Laura Sierra recupera la memoria histórica de AMCC

La pianista, reconocida por su labor de difusión de la creación femenina, presenta un estudio exhaustivo sobre el nacimiento de la Asociación Madrileña de Compositores y Compositoras (AMCC) y la consolidación del Festival COMA.

La pianista Laura Sierra Ramos, impulsora de proyectos de visibilización como «La Rotonda», ha presentado recientemente una investigación académica que arroja luz sobre una década crucial para el patrimonio musical español: el periodo fundacional de la Asociación Madrileña de Compositores y Compositoras (AMCC) entre 1998 y 2007.

El trabajo, titulado «Creación de la Asociación Madrileña de Compositores y Compositoras en 1998 y primeros años del Festival COMA (1999-2007)», analiza cómo un grupo de creadores transformó la escena cultural de Madrid ante el vacío institucional de finales del siglo XX.

El nacimiento de un referente cultural

Según detalla la investigación de Sierra, la AMCC nació en 1998 de la mano de figuras clave de la música española como Marisa Manchado, Enrique Igoa, Juan Pagán, José Luis Carles, Zulema de la Cruz, Jacobo Durán-Loriga, Pilar Jurado, José Luis Turina y Mercedes Zavala. Su objetivo era cubrir la falta de una estructura autonómica en Madrid que defendiera los intereses de los creadores frente al centralismo institucional.

El estudio resalta hitos significativos:

  • El «aldabonazo» inaugural: Un concierto de presentación en el Círculo de Bellas Artes en 1998, donde se estrenaron obras de un minuto compuestas por 36 socios, interpretadas por la soprano Pilar Jurado y el pianista Sebastián Mariné.
  • El Festival COMA: Creado en 1999 como una plataforma de autogestión, el festival alcanzó un pico de actividad en 2003 con 11 conciertos anuales.
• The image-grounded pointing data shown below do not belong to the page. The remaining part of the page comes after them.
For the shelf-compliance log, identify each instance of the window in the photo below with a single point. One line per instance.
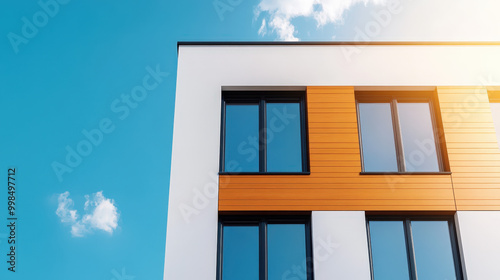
(263, 133)
(264, 248)
(398, 134)
(495, 110)
(404, 248)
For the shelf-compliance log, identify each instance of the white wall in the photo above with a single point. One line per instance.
(479, 238)
(203, 70)
(340, 246)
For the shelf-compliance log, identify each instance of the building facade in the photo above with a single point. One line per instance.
(335, 161)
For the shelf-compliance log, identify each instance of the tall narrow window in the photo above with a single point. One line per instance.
(264, 248)
(413, 248)
(263, 133)
(398, 134)
(495, 110)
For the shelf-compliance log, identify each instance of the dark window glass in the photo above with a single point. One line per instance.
(284, 152)
(417, 136)
(242, 134)
(265, 248)
(286, 251)
(413, 249)
(241, 253)
(495, 110)
(433, 251)
(388, 247)
(263, 133)
(377, 137)
(397, 134)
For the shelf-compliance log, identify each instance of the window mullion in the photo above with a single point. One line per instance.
(410, 251)
(263, 250)
(397, 137)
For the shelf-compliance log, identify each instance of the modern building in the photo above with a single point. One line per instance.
(348, 161)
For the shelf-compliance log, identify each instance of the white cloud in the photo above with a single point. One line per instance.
(101, 214)
(281, 12)
(64, 210)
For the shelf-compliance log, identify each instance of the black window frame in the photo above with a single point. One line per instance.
(262, 222)
(261, 98)
(407, 219)
(393, 98)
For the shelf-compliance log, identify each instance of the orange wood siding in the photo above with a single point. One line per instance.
(473, 152)
(335, 182)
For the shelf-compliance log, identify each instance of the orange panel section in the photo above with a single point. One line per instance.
(473, 152)
(335, 182)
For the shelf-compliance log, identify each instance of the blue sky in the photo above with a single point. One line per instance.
(88, 100)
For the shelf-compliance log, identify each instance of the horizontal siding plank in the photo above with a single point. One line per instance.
(333, 202)
(292, 207)
(338, 194)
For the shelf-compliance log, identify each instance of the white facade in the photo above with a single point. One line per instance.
(204, 70)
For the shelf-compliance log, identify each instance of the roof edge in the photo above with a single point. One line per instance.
(337, 43)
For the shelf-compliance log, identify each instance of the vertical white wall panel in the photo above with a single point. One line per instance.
(340, 245)
(479, 238)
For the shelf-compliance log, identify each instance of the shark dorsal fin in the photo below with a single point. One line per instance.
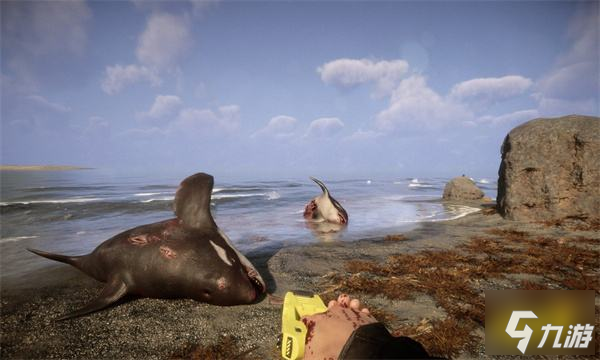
(192, 201)
(321, 185)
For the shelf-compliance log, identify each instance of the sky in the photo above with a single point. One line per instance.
(278, 89)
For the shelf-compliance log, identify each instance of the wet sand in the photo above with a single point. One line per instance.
(161, 329)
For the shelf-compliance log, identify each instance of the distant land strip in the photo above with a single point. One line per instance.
(41, 168)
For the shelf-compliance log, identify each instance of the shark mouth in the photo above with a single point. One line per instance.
(256, 280)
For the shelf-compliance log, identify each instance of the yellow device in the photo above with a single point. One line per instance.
(297, 304)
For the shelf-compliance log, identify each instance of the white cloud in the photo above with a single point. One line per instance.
(324, 127)
(346, 73)
(117, 77)
(414, 105)
(363, 135)
(571, 86)
(163, 105)
(490, 90)
(560, 107)
(279, 127)
(45, 104)
(193, 120)
(97, 127)
(164, 41)
(511, 118)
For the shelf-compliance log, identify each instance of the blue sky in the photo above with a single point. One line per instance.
(287, 89)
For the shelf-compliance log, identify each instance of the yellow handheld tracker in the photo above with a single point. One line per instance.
(296, 305)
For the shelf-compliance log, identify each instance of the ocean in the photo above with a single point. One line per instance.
(72, 212)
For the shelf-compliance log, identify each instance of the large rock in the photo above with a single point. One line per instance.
(462, 188)
(550, 170)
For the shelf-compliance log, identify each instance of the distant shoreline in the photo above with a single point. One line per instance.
(41, 168)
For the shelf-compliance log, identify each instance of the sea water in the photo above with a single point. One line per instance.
(72, 212)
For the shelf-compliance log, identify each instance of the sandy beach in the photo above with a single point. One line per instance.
(161, 329)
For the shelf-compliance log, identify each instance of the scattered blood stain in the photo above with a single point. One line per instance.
(310, 329)
(138, 240)
(154, 238)
(167, 252)
(221, 283)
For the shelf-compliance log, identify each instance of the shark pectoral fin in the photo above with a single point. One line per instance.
(114, 290)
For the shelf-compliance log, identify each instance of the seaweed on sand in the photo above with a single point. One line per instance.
(456, 280)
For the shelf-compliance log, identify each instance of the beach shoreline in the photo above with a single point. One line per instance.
(159, 329)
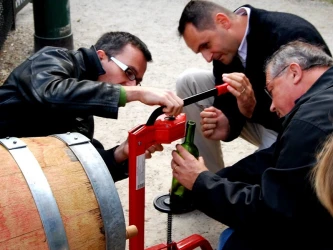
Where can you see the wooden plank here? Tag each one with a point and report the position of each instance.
(33, 240)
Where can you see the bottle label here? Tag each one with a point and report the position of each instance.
(140, 171)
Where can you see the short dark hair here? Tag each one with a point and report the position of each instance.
(112, 43)
(200, 13)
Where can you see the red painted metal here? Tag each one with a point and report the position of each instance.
(192, 242)
(163, 130)
(141, 138)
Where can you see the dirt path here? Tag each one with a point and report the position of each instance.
(155, 21)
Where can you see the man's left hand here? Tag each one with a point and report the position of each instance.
(241, 88)
(186, 168)
(121, 152)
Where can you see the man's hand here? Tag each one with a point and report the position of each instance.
(186, 168)
(121, 152)
(214, 124)
(241, 88)
(173, 104)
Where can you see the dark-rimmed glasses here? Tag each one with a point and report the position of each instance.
(128, 71)
(277, 75)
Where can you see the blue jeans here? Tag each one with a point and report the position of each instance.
(224, 237)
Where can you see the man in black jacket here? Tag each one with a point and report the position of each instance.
(238, 43)
(58, 91)
(267, 198)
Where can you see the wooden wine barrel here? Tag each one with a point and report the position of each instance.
(57, 195)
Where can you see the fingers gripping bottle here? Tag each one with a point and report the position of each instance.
(180, 197)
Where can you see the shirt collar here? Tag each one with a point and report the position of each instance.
(242, 50)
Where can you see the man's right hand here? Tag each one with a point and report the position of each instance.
(151, 96)
(214, 124)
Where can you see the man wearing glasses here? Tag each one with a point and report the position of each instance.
(238, 44)
(267, 199)
(58, 91)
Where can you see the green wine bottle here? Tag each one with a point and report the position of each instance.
(180, 197)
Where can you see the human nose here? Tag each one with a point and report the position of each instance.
(207, 55)
(131, 83)
(272, 107)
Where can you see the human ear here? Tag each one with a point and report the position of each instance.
(101, 54)
(297, 72)
(222, 19)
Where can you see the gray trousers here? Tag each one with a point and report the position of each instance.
(194, 81)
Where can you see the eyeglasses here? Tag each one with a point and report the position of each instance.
(277, 75)
(128, 71)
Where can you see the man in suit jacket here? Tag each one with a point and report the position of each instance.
(238, 43)
(267, 198)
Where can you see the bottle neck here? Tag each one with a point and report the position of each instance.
(190, 129)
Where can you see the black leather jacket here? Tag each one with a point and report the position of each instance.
(55, 91)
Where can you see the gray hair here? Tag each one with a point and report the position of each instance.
(302, 53)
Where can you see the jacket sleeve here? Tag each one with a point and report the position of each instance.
(233, 195)
(52, 79)
(255, 191)
(118, 171)
(227, 103)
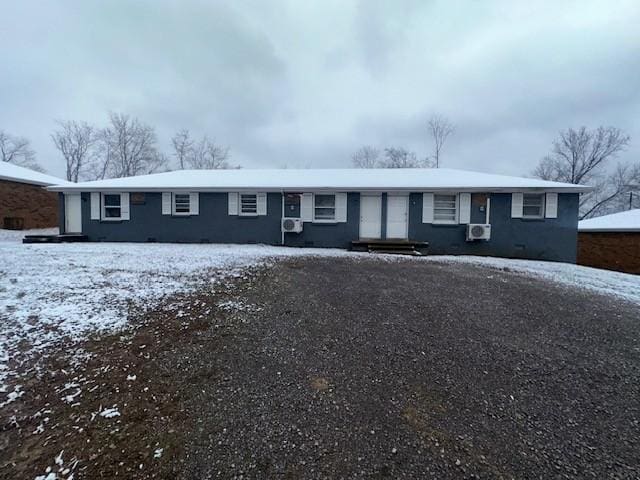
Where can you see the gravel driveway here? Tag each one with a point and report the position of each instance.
(345, 368)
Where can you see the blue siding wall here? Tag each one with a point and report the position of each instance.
(547, 239)
(337, 235)
(213, 224)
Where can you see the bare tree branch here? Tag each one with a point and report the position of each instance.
(581, 157)
(440, 128)
(76, 142)
(127, 148)
(207, 155)
(182, 147)
(400, 158)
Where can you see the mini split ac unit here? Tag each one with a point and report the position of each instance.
(478, 231)
(293, 225)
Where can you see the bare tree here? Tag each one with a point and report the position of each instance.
(397, 157)
(611, 192)
(127, 148)
(366, 157)
(206, 154)
(182, 147)
(17, 150)
(76, 142)
(581, 157)
(440, 128)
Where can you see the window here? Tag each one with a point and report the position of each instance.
(181, 204)
(532, 205)
(248, 204)
(111, 206)
(445, 208)
(324, 208)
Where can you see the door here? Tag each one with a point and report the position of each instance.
(397, 216)
(371, 216)
(72, 213)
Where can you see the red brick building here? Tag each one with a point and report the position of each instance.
(24, 203)
(611, 242)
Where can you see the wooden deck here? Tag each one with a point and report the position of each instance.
(63, 238)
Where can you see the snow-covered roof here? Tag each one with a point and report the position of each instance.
(407, 179)
(628, 221)
(14, 173)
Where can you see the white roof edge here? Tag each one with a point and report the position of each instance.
(15, 173)
(310, 180)
(66, 188)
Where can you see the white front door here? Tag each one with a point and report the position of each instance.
(370, 215)
(72, 213)
(397, 216)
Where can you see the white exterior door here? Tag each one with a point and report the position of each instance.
(371, 216)
(72, 213)
(397, 216)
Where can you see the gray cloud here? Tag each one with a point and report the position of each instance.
(300, 84)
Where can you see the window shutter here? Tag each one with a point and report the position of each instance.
(341, 207)
(194, 203)
(464, 215)
(306, 207)
(427, 207)
(233, 203)
(551, 205)
(261, 199)
(124, 206)
(166, 203)
(516, 204)
(95, 205)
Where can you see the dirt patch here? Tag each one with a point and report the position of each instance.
(121, 412)
(325, 368)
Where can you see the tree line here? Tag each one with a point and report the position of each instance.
(129, 147)
(578, 156)
(125, 147)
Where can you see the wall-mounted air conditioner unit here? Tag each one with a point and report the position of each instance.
(478, 231)
(292, 225)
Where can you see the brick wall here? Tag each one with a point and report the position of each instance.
(37, 207)
(611, 250)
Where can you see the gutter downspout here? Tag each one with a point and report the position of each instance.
(281, 218)
(488, 209)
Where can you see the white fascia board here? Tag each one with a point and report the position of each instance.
(605, 230)
(80, 188)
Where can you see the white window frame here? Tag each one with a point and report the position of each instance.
(243, 213)
(103, 207)
(453, 221)
(335, 207)
(542, 206)
(173, 204)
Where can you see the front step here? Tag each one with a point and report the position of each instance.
(400, 247)
(63, 238)
(412, 252)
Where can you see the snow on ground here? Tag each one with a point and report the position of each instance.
(59, 292)
(622, 285)
(51, 292)
(18, 235)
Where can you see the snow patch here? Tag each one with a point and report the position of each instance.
(622, 285)
(110, 412)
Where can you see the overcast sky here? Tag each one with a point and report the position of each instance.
(304, 84)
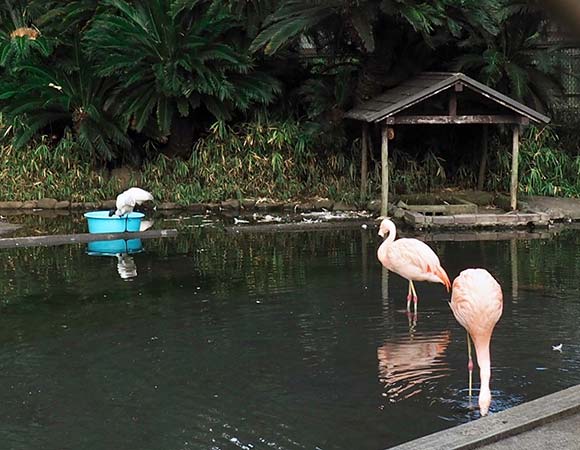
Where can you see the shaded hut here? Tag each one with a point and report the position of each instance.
(441, 98)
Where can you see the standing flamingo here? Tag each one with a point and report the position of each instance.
(410, 258)
(477, 304)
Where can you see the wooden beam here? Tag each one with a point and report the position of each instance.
(61, 239)
(364, 162)
(453, 104)
(483, 161)
(384, 170)
(515, 163)
(453, 120)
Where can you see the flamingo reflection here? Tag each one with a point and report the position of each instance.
(405, 366)
(126, 266)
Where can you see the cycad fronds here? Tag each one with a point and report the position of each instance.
(172, 58)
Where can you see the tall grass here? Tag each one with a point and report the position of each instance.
(545, 168)
(280, 160)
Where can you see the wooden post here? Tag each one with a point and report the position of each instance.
(363, 162)
(483, 162)
(515, 157)
(385, 170)
(514, 264)
(453, 104)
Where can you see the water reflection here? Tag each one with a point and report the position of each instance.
(121, 249)
(407, 364)
(126, 266)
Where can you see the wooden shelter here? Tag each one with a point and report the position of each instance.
(441, 98)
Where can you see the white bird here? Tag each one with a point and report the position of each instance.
(127, 200)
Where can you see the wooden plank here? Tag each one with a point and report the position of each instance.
(62, 239)
(453, 104)
(363, 162)
(384, 170)
(417, 97)
(503, 100)
(452, 120)
(515, 165)
(483, 161)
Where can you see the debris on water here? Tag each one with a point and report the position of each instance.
(337, 215)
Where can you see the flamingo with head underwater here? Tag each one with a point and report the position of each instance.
(477, 304)
(410, 258)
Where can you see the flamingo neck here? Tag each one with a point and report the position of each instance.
(484, 363)
(392, 232)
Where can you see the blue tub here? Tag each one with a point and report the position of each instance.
(100, 222)
(112, 248)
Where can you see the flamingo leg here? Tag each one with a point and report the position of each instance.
(469, 364)
(415, 298)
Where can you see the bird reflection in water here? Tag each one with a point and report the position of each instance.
(126, 266)
(406, 365)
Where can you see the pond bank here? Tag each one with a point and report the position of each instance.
(547, 422)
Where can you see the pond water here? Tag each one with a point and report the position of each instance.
(294, 340)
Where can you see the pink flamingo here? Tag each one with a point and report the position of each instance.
(477, 304)
(410, 258)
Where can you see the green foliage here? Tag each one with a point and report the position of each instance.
(512, 60)
(279, 160)
(173, 57)
(545, 169)
(37, 96)
(20, 40)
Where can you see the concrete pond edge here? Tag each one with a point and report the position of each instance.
(501, 425)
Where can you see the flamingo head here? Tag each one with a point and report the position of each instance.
(385, 227)
(484, 402)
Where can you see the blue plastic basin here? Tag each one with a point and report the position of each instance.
(111, 248)
(100, 222)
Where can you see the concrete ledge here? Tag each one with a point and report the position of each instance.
(502, 425)
(61, 239)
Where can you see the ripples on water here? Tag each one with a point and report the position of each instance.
(283, 340)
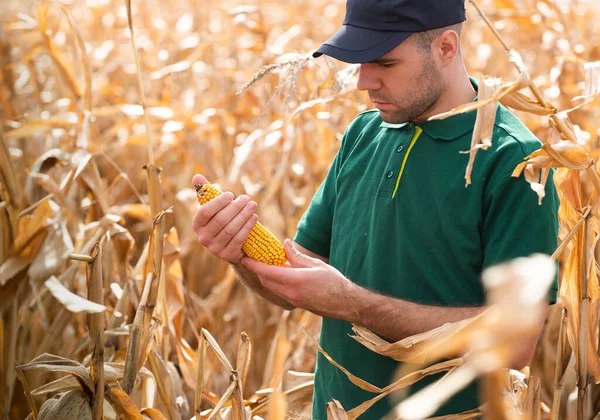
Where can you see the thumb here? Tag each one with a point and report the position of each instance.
(297, 258)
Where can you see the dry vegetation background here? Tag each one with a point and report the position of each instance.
(81, 205)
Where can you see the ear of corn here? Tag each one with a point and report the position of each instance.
(261, 244)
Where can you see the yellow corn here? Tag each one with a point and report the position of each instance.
(261, 244)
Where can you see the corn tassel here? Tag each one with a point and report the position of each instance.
(261, 244)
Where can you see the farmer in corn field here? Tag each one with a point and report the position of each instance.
(392, 240)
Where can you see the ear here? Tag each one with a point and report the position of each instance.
(446, 47)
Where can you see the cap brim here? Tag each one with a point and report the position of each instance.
(352, 44)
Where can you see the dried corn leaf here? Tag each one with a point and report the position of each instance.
(335, 411)
(152, 414)
(354, 379)
(51, 363)
(520, 102)
(57, 56)
(71, 301)
(419, 348)
(122, 404)
(404, 382)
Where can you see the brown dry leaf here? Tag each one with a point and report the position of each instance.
(152, 414)
(466, 415)
(484, 122)
(35, 127)
(51, 363)
(403, 382)
(520, 102)
(354, 379)
(70, 405)
(59, 59)
(335, 411)
(592, 78)
(515, 290)
(71, 301)
(122, 404)
(420, 348)
(32, 225)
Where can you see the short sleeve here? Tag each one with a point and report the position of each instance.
(314, 228)
(516, 225)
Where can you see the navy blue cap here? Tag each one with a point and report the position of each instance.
(372, 28)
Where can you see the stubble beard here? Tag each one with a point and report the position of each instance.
(423, 97)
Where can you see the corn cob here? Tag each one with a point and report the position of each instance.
(261, 244)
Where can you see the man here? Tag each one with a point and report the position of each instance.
(392, 240)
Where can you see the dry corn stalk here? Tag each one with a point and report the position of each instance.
(261, 244)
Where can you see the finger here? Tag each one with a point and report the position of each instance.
(273, 273)
(297, 258)
(207, 211)
(199, 179)
(223, 217)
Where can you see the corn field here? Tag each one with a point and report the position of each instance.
(110, 308)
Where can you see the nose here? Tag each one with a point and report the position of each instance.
(367, 78)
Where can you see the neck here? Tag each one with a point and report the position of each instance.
(460, 91)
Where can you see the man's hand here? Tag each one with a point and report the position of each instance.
(223, 224)
(307, 283)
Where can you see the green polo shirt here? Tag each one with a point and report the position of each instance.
(421, 236)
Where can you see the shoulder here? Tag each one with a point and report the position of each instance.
(512, 135)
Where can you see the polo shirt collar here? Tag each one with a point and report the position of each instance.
(447, 129)
(453, 127)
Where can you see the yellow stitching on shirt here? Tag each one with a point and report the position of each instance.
(418, 131)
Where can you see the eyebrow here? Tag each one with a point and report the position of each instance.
(385, 60)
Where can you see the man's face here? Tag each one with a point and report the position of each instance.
(404, 84)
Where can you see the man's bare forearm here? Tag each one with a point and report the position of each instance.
(251, 280)
(397, 319)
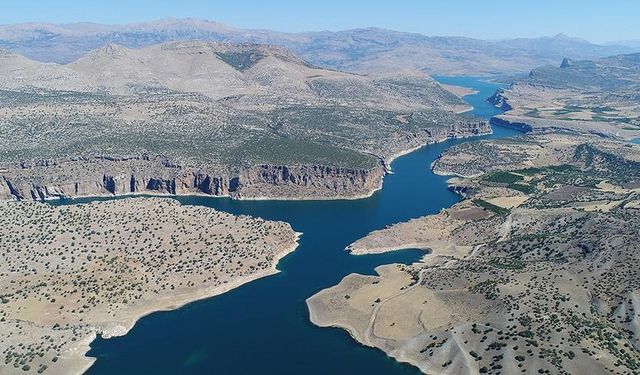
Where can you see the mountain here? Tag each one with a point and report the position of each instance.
(246, 120)
(598, 96)
(359, 50)
(614, 73)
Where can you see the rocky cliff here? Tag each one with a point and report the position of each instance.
(499, 100)
(100, 175)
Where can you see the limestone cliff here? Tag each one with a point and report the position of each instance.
(94, 176)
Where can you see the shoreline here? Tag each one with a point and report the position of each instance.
(386, 165)
(186, 299)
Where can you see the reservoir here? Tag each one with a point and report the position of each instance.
(263, 327)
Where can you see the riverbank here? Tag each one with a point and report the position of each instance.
(452, 310)
(118, 261)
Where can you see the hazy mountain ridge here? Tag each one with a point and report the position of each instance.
(358, 50)
(600, 96)
(620, 72)
(252, 120)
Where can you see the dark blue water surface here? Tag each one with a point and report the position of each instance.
(263, 327)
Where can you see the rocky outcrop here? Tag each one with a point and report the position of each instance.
(98, 176)
(523, 127)
(499, 100)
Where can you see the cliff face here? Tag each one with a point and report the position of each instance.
(499, 100)
(139, 175)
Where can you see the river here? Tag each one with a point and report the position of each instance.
(263, 327)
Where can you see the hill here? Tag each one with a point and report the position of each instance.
(244, 120)
(357, 50)
(591, 96)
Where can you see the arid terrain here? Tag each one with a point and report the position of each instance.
(247, 121)
(68, 273)
(595, 96)
(535, 271)
(362, 50)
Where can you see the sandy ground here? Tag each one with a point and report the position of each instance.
(97, 268)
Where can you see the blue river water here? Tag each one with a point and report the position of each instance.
(263, 326)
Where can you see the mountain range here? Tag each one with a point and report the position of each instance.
(359, 50)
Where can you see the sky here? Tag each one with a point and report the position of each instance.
(594, 20)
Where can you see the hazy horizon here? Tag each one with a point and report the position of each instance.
(488, 20)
Hasta el año 2023, este evento ha impulsado más de 1.100 estrenos absolutos.

Liderazgo femenino y el debate de género

Uno de los puntos más destacados por la investigadora es el papel pionero de la AMCC en la visibilidad de la mujer. Durante la década analizada, la presidencia de la asociación estuvo ocupada ininterrumpidamente por mujeres: Marisa Manchado (1998-1999) y Pilar Jurado (1999-2010).

Sierra Ramos analiza además el debate histórico sobre la denominación de la asociación. Aunque se incluyó el término «Compositoras» en el nombre original para ganar visibilidad , la investigación revela las resistencias sociales de la época, que llevaron al uso del acrónimo «AMCC» como una «ambigüedad calculada» para mantener el espíritu inclusivo frente a las críticas terminológicas.

Un legado patrimonial

La investigación concluye que el binomio AMCC-COMA actuó como un «acelerador» del patrimonio musical madrileño, permitiendo la convivencia de diversos lenguajes estéticos —desde la electroacústica hasta la neotonalidad— fuera de los dogmatismos de generaciones anteriores.

Con este trabajo, Laura Sierra Ramos no solo consolida su perfil como investigadora en la Universidad Internacional de La Rioja (UNIR), sino que proporciona una base documental esencial para entender la evolución de la música de nueva creación en la España contemporánea.